關舟雖然長相平平,又瘦的乾巴巴的,但是他年輕啊,家裡男人又出了門,這些個色胚趁機去偷東西,肯定還打著別的主意。
寡婦們交頭接耳的猜測著,說著說著這話就傳出去了,這下連帶著整個村子年輕的夫郎們都怒了,這些賊也太大膽了!
於是上午還挺硬氣的幾家人,和村長分開的路上到處被人指指點點,還有那脾氣大的,直接朝他們吐唾沫的。
氣的這幾家人和人廝打了一家,對方敢吐口水,自然是不怕打架的,一招手也出來好幾個玩的好伴兒,其中一個還是屠戶的夫郎。
屠戶的夫郎長的五大三粗,看著像個男人,力氣也像,最可怕的是他原來也是個寡夫郎,受過很多苦,後來嫁給了屠戶日子才好過起來。
他這人最見不得小哥兒受苦,以前還想過要和關舟交朋友,幫他教訓丈夫呢,但是關舟因為一直沒有朋友,嫁了人之後連家門都很少出,也不愛搭理人,屠戶的夫郎沒找到機會。
後來顧北知穿過來了,又幫關舟找了個帶他的小夥伴燕哥兒,屠戶的夫郎才終於和他說上話,現在也是不錯的朋友了。
屠戶的夫郎一個人能打兩個男人,更何況是幾個中年夫郎?只把他們打的嗷嗷叫喚,還說要是再管不好他們的兒子,下次他就揍他們的兒子。
這會兒屠戶的夫郎正在關二嬸家和關舟說話呢,洋洋得意的很,「舟哥兒,你是沒見,王麻子他爹都哭花臉了,王二狗他小爹更慫,哭爹喊孃的,哈哈哈,痛快!」
關舟看他滿身是土,洗了塊布巾給他拍土,「石哥兒你又打架,萬一他們家的漢子都去找你麻煩咋辦?你是個哥兒,怎麼老是喜歡動手呢。
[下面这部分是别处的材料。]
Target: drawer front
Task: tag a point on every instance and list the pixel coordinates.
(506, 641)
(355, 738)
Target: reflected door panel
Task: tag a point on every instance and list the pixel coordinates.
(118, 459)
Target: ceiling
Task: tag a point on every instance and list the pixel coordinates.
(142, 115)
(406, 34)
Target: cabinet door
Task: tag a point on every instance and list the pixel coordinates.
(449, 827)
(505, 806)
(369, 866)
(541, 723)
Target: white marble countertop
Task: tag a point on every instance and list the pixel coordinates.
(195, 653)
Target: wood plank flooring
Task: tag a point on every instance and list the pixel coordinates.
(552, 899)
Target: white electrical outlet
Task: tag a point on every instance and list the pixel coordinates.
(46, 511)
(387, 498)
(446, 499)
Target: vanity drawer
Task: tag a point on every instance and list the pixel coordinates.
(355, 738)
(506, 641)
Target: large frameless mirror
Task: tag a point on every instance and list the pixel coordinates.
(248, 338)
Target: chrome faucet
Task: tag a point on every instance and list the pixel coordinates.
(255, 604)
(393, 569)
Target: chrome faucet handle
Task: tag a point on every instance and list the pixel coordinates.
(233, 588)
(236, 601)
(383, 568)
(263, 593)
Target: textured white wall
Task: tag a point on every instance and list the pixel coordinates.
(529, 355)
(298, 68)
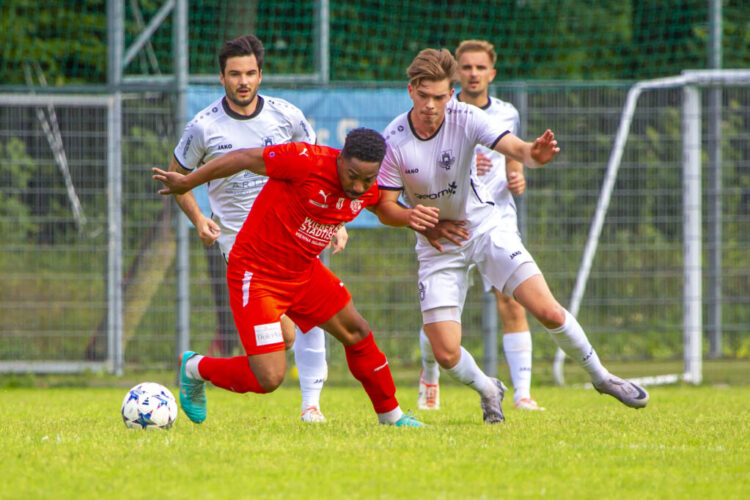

」
石哥兒嘿嘿笑,「沒事兒,我都沒打臉,全照著看不見的地方打的,除非他們敢當街脫光了給人看,不然誰看著不是我吃虧了?」
由此看出,吐口水挑釁是他們故意的,石哥兒臉上確實被抓的一道一道的,眼眶還腫起來了。
關舟這心裡不是個滋味,石哥兒以前過的太苦,都養成了習慣,能動手絕對不吵吵,知道石哥兒怕人哭,他沒忍著,「石哥兒,我知道你想給我出氣,可是」
石哥兒頓時手足無措了,「哎,舟哥兒你別哭啊,我沒事,你瞧,活蹦亂跳的,就抓了幾道,而且還不疼。」
「屁!」氣的關舟都爆粗口了,「你瞅瞅你這臉,都起了一道道紅了,還不疼?!你就不怕破相了大治哥嫌棄你?!」
一提起自家男人,石哥兒充滿男子陽剛氣的臉上也帶上些薄紅,特別堅決的說,「我男人最稀罕我了,我啥樣都稀罕!」
「對,你啥樣我都稀罕,但是你受了傷我也心疼不是?」王大治的聲音從他背後傳過來,滿是無奈。
關舟和王大治打了聲招呼,「大治哥,你可來了,你快說說石哥兒,他又跟人打架!」
王大治應了一聲,走過來站到石哥兒旁邊,看著比石哥兒還高一頭,像個巨人一樣,石哥兒和男人一樣的身高在他身邊倒是十分相稱了,石哥兒臉上的薄紅變深了,「你咋來了?」
關舟悄悄跑回廚房,讓人家夫夫倆說會兒話,他去準備一會兒給石哥兒帶回去的禮物,石哥兒打這一架是為了他,他心裡都知道,也感激石哥兒。
「不知道北知那邊談的咋樣?」
關舟找了一籃子雞蛋出來,還把剛換回來的鴨蛋也分了一半出來,然後又從自己帶過來的背簍裡找出來一包糖,肉就沒有給了,王大治家不缺肉。